Percebe-se aonde este esquema da moral republicana pode conduzir – às habilidades, interpretando a lei ao jeito de cada um e de cada grupo, e, no limite, fazendo a pressões sobre o legislador (Assembleia e Governo) para a feitura de leis oportunistas. Com essas leis, os maiores abusos ficariam a coberto dos tribunais e da polícia, pois tudo seria legal. É o desprezo do princípio jurídico clássico de que «Non omne quod licet honestum est», «Nem tudo que é legal é honesto».
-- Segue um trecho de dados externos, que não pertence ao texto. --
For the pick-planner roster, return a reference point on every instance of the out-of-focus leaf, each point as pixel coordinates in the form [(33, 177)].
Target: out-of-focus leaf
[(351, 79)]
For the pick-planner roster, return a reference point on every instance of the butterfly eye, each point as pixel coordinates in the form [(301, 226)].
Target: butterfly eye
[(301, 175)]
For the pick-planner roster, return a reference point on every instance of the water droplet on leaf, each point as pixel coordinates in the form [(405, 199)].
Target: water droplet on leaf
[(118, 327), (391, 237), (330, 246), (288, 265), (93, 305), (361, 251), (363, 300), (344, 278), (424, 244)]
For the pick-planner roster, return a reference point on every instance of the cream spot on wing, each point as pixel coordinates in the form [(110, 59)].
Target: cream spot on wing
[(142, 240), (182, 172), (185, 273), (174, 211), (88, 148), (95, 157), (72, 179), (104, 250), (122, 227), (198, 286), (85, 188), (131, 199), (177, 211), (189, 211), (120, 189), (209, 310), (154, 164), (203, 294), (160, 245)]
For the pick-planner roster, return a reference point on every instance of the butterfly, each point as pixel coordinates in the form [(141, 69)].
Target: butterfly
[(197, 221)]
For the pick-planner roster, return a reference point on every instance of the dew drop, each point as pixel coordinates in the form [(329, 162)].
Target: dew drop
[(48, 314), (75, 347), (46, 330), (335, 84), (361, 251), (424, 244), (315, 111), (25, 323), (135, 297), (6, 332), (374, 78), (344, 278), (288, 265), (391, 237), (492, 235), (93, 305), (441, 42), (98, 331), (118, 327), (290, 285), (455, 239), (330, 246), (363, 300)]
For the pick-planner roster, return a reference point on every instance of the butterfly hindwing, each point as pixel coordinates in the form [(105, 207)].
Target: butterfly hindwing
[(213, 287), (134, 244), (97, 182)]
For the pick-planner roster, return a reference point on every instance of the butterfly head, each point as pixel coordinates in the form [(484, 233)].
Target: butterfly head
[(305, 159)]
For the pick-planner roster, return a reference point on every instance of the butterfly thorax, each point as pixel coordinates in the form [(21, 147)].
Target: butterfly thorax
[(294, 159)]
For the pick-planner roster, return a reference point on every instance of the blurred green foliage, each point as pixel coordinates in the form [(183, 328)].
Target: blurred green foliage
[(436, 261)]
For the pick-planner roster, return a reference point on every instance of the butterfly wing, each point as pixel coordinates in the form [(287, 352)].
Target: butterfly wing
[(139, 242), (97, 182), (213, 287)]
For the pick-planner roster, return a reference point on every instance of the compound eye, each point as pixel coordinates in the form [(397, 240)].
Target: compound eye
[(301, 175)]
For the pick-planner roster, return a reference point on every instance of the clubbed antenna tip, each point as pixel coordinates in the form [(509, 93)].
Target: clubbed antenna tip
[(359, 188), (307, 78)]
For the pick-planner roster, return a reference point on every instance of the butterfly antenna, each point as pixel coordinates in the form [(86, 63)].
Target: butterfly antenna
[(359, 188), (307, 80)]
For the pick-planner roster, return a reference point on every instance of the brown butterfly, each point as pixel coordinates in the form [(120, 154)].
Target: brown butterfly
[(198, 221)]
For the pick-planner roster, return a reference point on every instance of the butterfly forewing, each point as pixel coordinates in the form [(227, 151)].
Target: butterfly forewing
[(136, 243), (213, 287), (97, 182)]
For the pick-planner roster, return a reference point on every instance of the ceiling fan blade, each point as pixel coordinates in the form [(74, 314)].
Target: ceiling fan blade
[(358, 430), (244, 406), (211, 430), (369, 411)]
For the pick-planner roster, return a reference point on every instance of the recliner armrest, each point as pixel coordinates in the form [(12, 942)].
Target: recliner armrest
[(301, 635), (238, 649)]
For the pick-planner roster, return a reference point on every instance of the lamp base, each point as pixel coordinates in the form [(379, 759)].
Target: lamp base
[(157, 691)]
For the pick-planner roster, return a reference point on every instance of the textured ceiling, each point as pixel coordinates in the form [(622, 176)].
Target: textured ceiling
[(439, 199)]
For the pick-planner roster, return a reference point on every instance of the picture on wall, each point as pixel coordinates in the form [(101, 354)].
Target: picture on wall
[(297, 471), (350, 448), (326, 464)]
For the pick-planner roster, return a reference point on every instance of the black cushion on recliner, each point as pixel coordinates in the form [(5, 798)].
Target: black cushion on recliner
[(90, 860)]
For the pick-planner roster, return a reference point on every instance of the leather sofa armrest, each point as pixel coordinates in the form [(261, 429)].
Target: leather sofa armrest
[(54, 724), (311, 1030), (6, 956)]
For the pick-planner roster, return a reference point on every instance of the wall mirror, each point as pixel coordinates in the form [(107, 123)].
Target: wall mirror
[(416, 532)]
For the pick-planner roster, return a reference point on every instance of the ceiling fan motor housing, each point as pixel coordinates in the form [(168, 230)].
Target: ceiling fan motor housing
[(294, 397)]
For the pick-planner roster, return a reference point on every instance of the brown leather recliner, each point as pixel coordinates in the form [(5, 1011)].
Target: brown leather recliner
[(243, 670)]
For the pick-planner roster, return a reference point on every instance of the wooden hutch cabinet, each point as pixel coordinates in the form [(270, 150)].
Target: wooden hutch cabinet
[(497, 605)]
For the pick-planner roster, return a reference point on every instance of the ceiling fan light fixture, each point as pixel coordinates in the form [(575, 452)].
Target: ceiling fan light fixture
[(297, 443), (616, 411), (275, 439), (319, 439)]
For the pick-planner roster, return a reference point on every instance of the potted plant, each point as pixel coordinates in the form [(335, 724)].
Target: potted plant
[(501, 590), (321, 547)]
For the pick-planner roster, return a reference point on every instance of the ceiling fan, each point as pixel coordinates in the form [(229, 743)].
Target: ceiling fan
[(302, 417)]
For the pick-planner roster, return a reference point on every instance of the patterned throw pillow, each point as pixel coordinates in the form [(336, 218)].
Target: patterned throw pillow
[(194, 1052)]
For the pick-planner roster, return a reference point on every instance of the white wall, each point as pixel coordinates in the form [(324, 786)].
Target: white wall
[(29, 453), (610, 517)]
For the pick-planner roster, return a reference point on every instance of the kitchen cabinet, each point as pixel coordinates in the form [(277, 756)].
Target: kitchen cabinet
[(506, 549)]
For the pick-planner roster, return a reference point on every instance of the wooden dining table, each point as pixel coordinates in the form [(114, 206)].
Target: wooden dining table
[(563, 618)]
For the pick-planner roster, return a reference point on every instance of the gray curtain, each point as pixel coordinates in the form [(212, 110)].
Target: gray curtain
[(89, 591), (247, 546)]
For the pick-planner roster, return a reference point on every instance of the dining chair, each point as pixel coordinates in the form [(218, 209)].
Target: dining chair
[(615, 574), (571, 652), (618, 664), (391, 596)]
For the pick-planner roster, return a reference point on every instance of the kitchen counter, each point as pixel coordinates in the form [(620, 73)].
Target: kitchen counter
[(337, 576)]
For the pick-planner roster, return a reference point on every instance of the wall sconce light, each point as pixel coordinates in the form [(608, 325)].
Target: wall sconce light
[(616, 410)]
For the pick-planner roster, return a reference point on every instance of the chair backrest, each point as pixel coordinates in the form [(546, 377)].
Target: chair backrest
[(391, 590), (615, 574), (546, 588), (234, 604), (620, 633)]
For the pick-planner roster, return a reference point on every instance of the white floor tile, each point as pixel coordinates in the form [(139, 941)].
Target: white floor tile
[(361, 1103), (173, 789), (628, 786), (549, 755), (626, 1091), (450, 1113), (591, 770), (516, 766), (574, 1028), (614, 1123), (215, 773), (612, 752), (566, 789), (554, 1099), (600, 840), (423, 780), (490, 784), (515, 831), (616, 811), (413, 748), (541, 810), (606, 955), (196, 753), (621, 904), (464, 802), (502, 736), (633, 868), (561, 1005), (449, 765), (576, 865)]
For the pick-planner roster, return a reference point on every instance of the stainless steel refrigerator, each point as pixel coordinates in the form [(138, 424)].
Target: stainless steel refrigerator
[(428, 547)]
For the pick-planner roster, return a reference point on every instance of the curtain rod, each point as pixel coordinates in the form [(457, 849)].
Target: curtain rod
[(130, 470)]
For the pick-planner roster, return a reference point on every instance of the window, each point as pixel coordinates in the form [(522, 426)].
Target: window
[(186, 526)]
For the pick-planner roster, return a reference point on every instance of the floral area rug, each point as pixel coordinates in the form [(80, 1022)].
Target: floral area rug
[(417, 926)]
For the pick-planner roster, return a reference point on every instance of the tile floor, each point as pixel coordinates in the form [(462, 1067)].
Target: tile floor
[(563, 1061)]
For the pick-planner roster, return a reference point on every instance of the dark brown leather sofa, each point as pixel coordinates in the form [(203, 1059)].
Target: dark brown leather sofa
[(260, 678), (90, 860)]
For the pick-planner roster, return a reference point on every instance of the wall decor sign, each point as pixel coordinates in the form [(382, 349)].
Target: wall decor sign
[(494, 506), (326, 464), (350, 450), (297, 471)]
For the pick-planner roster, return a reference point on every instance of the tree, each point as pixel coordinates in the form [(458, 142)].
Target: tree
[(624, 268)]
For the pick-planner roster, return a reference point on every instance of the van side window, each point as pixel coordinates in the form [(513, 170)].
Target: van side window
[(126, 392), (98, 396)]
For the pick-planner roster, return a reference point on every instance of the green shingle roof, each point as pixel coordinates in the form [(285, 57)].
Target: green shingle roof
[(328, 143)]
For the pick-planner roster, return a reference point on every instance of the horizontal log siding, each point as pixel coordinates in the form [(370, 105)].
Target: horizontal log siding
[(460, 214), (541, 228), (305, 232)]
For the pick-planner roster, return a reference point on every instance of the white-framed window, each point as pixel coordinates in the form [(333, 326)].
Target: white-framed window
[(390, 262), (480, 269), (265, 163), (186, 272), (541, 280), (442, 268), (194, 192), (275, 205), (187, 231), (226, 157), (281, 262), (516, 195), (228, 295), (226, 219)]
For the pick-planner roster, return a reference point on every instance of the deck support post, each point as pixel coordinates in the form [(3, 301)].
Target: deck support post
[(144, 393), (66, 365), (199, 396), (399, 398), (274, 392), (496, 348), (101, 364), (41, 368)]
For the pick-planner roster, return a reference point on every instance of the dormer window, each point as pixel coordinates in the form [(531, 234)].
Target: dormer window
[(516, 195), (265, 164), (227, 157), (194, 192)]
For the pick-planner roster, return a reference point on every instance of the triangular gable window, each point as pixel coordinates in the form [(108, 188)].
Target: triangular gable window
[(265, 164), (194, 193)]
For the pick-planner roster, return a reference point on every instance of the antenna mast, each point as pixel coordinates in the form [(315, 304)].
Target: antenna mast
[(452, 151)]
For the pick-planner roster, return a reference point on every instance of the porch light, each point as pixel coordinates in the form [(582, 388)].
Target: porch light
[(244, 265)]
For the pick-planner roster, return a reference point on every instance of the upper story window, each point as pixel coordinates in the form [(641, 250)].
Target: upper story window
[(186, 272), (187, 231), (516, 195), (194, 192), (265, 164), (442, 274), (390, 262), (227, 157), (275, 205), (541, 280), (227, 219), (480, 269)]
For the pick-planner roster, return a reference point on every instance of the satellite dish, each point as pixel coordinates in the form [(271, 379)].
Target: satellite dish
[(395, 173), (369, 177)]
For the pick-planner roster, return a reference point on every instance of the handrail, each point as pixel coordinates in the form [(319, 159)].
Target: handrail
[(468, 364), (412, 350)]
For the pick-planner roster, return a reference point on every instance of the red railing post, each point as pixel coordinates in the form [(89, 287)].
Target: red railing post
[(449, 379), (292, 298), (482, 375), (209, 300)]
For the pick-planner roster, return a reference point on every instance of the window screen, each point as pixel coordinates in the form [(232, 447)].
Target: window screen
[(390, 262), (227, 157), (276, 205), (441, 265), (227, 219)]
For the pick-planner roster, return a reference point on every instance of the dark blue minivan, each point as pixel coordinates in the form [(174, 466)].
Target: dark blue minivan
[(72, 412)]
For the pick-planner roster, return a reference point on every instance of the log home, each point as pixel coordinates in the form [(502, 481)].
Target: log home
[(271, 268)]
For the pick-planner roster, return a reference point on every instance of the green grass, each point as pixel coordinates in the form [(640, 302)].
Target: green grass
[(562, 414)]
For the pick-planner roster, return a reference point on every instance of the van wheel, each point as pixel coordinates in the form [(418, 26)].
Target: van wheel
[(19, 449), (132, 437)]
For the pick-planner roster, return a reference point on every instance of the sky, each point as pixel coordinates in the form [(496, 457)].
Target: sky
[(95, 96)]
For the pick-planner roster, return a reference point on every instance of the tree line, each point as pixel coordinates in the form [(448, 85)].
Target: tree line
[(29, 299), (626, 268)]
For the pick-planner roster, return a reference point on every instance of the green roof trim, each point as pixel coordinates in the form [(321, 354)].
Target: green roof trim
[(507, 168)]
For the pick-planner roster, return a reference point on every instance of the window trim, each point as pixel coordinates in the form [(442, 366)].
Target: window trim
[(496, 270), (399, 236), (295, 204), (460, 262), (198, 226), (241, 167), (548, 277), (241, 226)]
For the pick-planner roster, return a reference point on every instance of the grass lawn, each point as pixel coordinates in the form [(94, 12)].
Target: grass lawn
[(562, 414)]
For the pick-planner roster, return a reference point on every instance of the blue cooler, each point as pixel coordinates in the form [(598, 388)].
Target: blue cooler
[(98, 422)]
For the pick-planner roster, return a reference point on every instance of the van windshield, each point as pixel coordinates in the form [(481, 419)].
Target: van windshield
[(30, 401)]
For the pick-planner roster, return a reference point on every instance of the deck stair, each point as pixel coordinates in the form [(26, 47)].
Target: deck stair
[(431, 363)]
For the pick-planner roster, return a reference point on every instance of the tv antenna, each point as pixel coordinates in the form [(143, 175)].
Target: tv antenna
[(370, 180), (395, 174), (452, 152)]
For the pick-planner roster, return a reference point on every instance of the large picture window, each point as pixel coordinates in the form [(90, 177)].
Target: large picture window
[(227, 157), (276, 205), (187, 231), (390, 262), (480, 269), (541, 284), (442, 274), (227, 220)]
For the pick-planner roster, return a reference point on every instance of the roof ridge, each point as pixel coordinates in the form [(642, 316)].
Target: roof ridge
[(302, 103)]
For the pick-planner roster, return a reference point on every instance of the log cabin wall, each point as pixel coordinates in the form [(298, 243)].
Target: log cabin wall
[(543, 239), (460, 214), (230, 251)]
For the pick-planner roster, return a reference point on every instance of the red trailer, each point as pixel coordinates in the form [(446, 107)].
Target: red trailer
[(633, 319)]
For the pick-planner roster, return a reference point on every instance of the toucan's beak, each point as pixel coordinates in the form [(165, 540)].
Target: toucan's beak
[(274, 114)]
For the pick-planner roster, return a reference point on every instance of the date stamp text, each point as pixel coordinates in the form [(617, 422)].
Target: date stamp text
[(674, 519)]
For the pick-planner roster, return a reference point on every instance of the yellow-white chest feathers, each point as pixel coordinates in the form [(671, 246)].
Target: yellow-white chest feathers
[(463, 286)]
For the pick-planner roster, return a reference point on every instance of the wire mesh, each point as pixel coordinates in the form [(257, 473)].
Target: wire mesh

5 – A democracia é um regime que só funciona num quadro de valores profundos, não bastando a tagarelice parlamentar e os jogos de poder. A prova da incapacidade de alguma política é a necessidade do recurso aos técnicos. Não havia verdadeiro empenho pelo bem comum Esse é o drama profundo da Europa, como denunciou Bento XVI na Alemanha durante a última visita pastoral, ao falar do nazismo: «mesmo com democracia, os Estado podem tornar-se grupos de ladrões legalizados».

O dinheiro é uma coisa séria, é suor de alguém, e, por ser séria, tem de ser tratado a sério. Nos mais recuados tempos bíblicos, há mais de três mil anos, o empréstimo entre os hebreus era gratuito: «não cobrarás juros» (Ex22,24;Lev 25,37;Deut 23,20) Mas o mundo mudou e, na sociedade actual, com investimentos a exigir grandes quantidades de dinheiro próprio e alheio, tornam-se legítimos os juros do dinheiro recebido por empréstimo. Todavia, o trabalho é superior ao dinheiro, é ele que torna fecundo o dinheiro. O abuso do capitalismo selvagem está aí – na valorização excessiva do dinheiro que acaba por esmagar o trabalho da produção, do transporte, da distribuição e até o consumidor. O marxista radical vai ao ponto de negar ao capital o direito a qualquer juro porque, diz ele, o dinheiro é de si estéril. É um exagero de classe, mas esse grito excessivo constitui uma forte advertência ao capital que, na usura e nos jogos da pura especulação financeira, faz «crescer» o dinheiro sem nenhuma produção real. Foi essa a base do descalabro actual, e ao cristão está vedado entrar nesse jogo fantasista.

Concluindo, temos de devolver o dinheiro que pedimos por contrato para remediar aventuras de não sabermos trabalhar nem organizar a vida. Depois, só depois, fica-nos o direito de perguntar a todas as troikas financeiras o que andam a fazer com o dinheiro do mundo.